La zona rossa saltata
Confindustria con il video Bergamo is running, le grandi imprese, la zona rossa saltata in valle Seriana. Lunedì, la trasmissione Report ha chiamato in causa l’economia. «Non abbiamo nulla da rimproverarci, perché non abbiamo fatto nessuna pressione. Quel video è del 28 febbraio, fino al 7 marzo fuori si brindava a spritz, mentre nelle fabbriche dal 24 si erano già messe in atto le norme comportamentali. Il presidente Scaglia l’ha già detto: con il senno del poi, quella comunicazione era sbagliata e ce ne scusiamo. Era per dire ai partner: “non considerateci fuori dalla partita”. La preoccupazione ci sta, ci sta anche la telefonata.
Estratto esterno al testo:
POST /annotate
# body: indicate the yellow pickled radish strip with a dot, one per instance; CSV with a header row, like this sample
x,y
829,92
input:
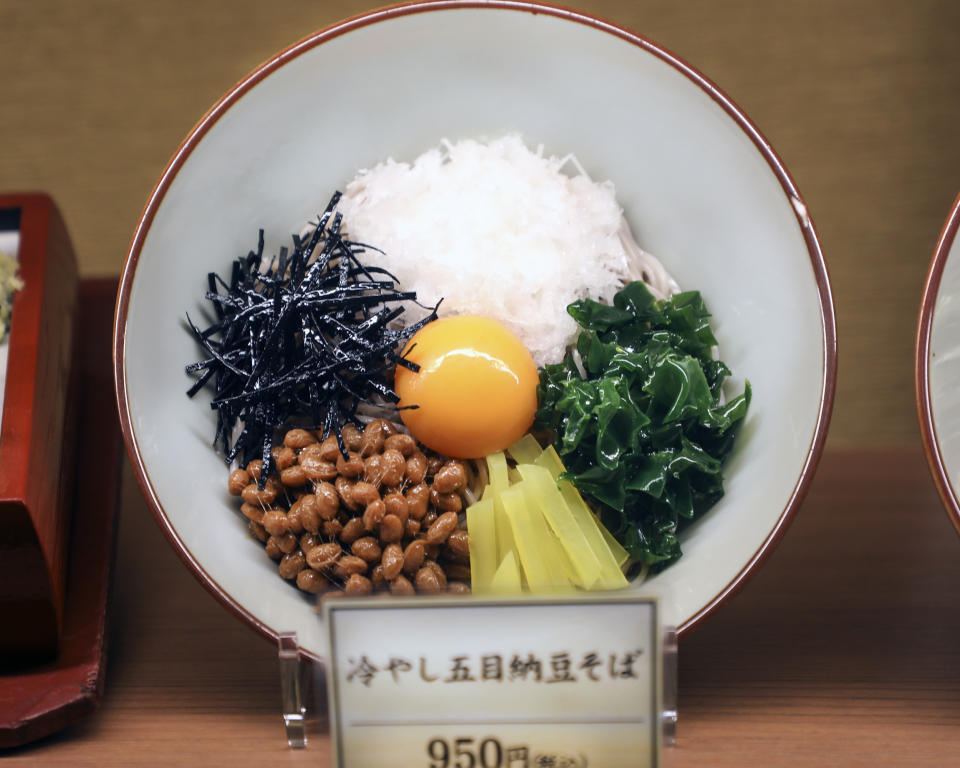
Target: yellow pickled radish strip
x,y
499,482
550,460
483,545
532,560
559,567
612,577
576,548
507,577
525,450
616,549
Ma dove ci sono competenze precise, bisogna andare a cercare perché le decisioni non sono state prese».
Confimi
«In linea di massima sarebbe la miglior cosa, ma va ancora validata». Paolo Agnelli, presidente di Confimi Industria è scettico sui test immunologici. Più che altro sui tempi e sulla fattibilità. Anzi, si dice arrabbiato: «Sarebbe comunque un’iniziativa tardiva. Quando si inizia? Perché negli altri Paesi i tamponi si fanno a tappeto? Non vorrei fosse l’alibi per tenere chiuse le fabbriche. I clienti non pagano e, a effetto domino, non vengono pagati i fornitori». Ripartire, dice. «Ancora 15 giorni, poi va fatta una riapertura. Controllata, certo, rispettando distanze e protocolli. Intanto, si può iniziare anche con i test».
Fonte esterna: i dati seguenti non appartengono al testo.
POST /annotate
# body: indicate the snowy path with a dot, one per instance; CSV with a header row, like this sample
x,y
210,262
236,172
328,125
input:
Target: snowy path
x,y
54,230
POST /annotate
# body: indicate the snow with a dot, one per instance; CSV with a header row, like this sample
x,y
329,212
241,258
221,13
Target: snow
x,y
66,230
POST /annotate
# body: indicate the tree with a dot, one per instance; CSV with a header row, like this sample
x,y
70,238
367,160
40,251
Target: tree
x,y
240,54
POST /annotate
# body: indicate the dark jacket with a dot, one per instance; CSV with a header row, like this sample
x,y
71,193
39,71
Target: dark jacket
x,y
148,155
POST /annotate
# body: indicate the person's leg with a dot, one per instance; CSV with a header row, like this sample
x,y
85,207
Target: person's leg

I sindacati: altre cautele
«Il test può essere utile, per evitare che riprenda il contagio. Tenteremo di inserirlo nel protocollo che stiamo discutendo con Confindustria e Ats». Francesco Corna, segretario generale Cisl Bergamo tira il freno a mano: «La ripresa deve avvenire in condizioni di sicurezza, per evitare che gli sforzi fatti finora si vanifichino». Intanto c’è chi, parte delle filiere necessarie, sta lavorando: «È già previsto che i lavoratori stiano distanziati e protetti. Con il protocollo, si sta discutendo di altri dettagli, come la misurazione della febbre».
Il manuale delle regole
«Già adesso bisogna pensare a un modello nuovo — guarda in prospettiva Gianni Peracchi, segretario generale della Cgil Bergamo —. Il test sarebbe giusto, anche se al momento difficilmente fattibile. Noi siamo perché vengano messe in campo tutte le procedure per la tutela dei lavoratori. Per il progetto con Ats e Confindustria ci siano dati tempi stretti, qualche giorno, una settimana. È un manuale dettagliato anche sulla base delle domande dei lavoratori. Esempio: devo usare la mascherina? Bisogna dire anche come e quando va cambiata».
Chi riapre e i controlli
Ci sono aziende che, per il codice Ateco che individua il tipo di attività, possono stare aperte perché necessarie. Altre aprono in deroga dichiarando di lavorare nella filiera di chi è già autorizzato. In prefettura sono arrivate 2.372 tra richieste di autorizzazioni, dalle prime, e comunicazioni, dalle seconde. Novecento hanno passato i controlli della prefettura, con cui collaborano la gdf e i carabinieri. Otto, invece, sono state sospese. Diverse le casistiche: da chi pensava di lavorare nella filiera di un’azienda autorizzata ma che non lo era, a chi ha chiesto l’autorizzazione ma aveva già il codice per riaprire.